The company is now levying the platform fee in an experiment stage on users of its loyalty programme Zomato Gold as well. It is expected to bump the company’s take rate up once rolled out fully.
The development was first reported by online news portal Moneycontrol.
While the Rs 2-crore profit reported by Zomato in the June quarter came as a surprise and ahead of the company’s guidance, levy of a Rs 2 platform fee, if rolled out to more users, gives the company a chance to improve its margins further.
Analysts have pointed out that it is difficult for food delivery platforms like Zomato and Swiggy to push for higher take rates from restaurants given the inelasticity in the restaurants’ propensity beyond a point to share the revenues with these platforms.
For the April-June period, according to brokerage firm Jefferies, the company’s food delivery business had an average order value of Rs 421, 7% higher from Rs 395 in the year ago period. The brokerage firm also estimated Zomato’s total take rate to be approximately 23.8% – of which 18.7% was from restaurants and remaining 5.1% from customers.

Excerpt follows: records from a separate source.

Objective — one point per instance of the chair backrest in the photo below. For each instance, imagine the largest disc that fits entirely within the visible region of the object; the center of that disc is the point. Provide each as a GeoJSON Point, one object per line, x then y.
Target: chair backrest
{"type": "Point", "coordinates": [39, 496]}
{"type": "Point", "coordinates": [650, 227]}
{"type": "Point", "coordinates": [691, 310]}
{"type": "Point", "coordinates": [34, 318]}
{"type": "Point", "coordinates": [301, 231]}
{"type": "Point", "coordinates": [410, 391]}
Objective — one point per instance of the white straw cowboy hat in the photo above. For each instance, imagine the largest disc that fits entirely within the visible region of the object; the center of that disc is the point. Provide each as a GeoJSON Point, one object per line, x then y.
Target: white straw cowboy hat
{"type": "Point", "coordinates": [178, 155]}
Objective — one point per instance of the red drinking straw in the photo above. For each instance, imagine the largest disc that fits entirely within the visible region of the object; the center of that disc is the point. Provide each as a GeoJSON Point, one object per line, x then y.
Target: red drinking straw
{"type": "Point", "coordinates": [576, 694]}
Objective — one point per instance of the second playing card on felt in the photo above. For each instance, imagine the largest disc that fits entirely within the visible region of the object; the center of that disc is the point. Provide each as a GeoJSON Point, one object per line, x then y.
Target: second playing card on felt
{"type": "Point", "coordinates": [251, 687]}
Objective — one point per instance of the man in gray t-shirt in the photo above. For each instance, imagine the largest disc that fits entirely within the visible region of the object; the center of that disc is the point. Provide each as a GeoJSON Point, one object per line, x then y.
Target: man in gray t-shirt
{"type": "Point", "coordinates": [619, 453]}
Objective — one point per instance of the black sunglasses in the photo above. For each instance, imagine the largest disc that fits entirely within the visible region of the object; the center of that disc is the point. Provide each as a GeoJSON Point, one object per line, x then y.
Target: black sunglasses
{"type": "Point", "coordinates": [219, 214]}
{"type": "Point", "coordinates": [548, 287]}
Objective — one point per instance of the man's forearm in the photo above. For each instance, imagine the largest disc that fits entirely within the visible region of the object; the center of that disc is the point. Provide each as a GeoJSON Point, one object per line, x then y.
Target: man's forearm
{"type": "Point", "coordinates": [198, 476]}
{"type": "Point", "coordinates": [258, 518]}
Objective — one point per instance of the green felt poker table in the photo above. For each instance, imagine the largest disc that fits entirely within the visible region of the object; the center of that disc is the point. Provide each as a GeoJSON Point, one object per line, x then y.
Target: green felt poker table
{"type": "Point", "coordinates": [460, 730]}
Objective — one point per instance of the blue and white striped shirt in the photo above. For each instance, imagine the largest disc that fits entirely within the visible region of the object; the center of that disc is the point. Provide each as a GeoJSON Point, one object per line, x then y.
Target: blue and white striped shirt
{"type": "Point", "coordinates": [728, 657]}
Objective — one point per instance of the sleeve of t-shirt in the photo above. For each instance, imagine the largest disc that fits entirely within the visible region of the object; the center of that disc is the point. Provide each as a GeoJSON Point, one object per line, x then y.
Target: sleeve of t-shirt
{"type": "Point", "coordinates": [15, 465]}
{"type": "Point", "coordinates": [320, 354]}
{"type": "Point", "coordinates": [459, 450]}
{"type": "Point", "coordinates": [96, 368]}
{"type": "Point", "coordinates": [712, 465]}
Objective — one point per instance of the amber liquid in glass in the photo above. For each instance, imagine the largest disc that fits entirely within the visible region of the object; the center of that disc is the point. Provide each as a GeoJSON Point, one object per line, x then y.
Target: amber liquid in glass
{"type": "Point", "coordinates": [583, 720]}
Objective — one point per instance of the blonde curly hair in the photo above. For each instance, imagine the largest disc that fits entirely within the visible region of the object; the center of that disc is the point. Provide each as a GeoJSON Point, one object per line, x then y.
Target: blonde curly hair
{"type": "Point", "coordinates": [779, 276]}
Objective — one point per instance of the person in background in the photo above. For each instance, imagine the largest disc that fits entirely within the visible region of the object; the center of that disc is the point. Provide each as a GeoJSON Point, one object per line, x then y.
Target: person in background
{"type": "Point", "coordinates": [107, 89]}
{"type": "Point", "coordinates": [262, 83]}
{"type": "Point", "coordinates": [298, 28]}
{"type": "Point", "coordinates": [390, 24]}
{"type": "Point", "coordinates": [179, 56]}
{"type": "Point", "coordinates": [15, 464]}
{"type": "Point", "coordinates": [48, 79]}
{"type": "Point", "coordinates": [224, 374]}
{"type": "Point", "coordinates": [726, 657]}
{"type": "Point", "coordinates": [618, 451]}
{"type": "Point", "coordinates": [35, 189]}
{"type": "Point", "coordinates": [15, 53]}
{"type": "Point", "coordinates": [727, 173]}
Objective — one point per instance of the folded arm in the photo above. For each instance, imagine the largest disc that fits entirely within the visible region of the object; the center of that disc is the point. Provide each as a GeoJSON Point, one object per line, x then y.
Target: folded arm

Back in February, Zomato had approached a number of restaurant chains seeking a 2-6% increase in commissions – something that had led to a fresh conflict between the platform and the restaurant operators.
According to a research note by Nomura following Zomato’s results, the company clocked an estimated 177 million food delivery orders in the April-June period.
The gross order value (GOV) for food delivery increased 11% sequentially during the three-month period primarily led by an increase in the number of orders and average order value.